= Pursuit guidance =

Form of missile guidance

A missile (red) using pursuit guidance intercepts a target (blue) by flying directly towards it at all times.

Pursuit guidance, or a pursuit course, is a guidance law widely used in older guided missiles.

In pursuit guidance, the missile is steered so that the velocity vector of the missile always points at the target, i.e. it has always the direction of the line of sight. This was the natural outcome of many guidance systems, notably beam riding systems where the missile followed the radar signal that was illuminating the target. As the radar typically used conical scanning in order to keep itself pointed at the target (radar lock-on), and the missile guided itself by centering itself in this beam, this caused it to always fly directly at the target.

It was also found in early laser-guided bombs with the aerodynamically stabilized seeker/guidance ("birdy") on the front of the bomb. The birdies sit on a universal joint and thus will point in the direction of the relative wind. If the laser receiver is placed on this wind stabilized reference, the angle that the laser is off the wind vector is the same as is measured relative to the centerline of the seeker. Thus, the angle is constructed easily in analog hardware.

The disadvantage of this guidance law is that in most scenarios, it will bring the missile into a tail-chase towards the end of the missile's flight. This usually requires the missile to fly for longer, increasing the likelihood that the missile will run out of fuel or otherwise not reach the target.
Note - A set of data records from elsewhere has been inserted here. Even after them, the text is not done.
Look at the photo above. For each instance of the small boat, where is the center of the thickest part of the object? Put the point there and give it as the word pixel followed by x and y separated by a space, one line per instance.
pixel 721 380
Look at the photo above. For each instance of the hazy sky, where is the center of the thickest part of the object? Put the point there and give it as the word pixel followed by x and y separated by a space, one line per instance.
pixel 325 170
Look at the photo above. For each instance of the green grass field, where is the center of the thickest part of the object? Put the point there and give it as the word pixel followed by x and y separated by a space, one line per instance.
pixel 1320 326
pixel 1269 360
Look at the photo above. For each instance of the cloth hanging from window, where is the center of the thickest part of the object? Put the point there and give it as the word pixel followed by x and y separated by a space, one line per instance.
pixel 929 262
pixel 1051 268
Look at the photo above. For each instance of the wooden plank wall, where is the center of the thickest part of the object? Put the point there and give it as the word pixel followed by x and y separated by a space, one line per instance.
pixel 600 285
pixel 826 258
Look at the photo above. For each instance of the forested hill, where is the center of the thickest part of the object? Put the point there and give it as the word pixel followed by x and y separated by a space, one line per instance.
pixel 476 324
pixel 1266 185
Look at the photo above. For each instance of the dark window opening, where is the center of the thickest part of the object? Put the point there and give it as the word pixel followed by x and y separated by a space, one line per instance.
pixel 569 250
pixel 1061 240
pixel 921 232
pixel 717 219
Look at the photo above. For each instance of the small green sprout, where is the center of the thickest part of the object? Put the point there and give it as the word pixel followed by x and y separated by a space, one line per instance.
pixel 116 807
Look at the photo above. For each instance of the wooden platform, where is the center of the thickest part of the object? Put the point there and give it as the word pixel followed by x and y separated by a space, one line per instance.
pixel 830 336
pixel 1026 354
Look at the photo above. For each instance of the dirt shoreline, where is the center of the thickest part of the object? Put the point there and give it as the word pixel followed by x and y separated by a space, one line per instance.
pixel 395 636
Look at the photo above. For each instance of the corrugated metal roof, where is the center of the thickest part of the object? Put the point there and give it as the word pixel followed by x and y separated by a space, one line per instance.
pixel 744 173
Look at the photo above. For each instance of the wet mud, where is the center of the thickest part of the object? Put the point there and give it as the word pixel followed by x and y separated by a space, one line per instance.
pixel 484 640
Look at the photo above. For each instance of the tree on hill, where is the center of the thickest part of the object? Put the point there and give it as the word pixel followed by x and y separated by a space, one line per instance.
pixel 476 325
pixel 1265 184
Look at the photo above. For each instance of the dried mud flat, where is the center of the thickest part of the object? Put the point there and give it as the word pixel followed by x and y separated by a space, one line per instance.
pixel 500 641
On the other hand, tail-chases can be better for heat-seeking air-to-air missiles, since the hottest part of the target is generally the jet exhausts.

Another disadvantage is that this guidance law tends to require more maneuvering from the missile than laws such as proportional guidance, and that maneuvering may exceed the missile's performance envelope.

Since modern computers allow the implementation of more complex guidance laws with relatively little cost in weight or other design factors, pursuit guidance is rarely used in modern missiles.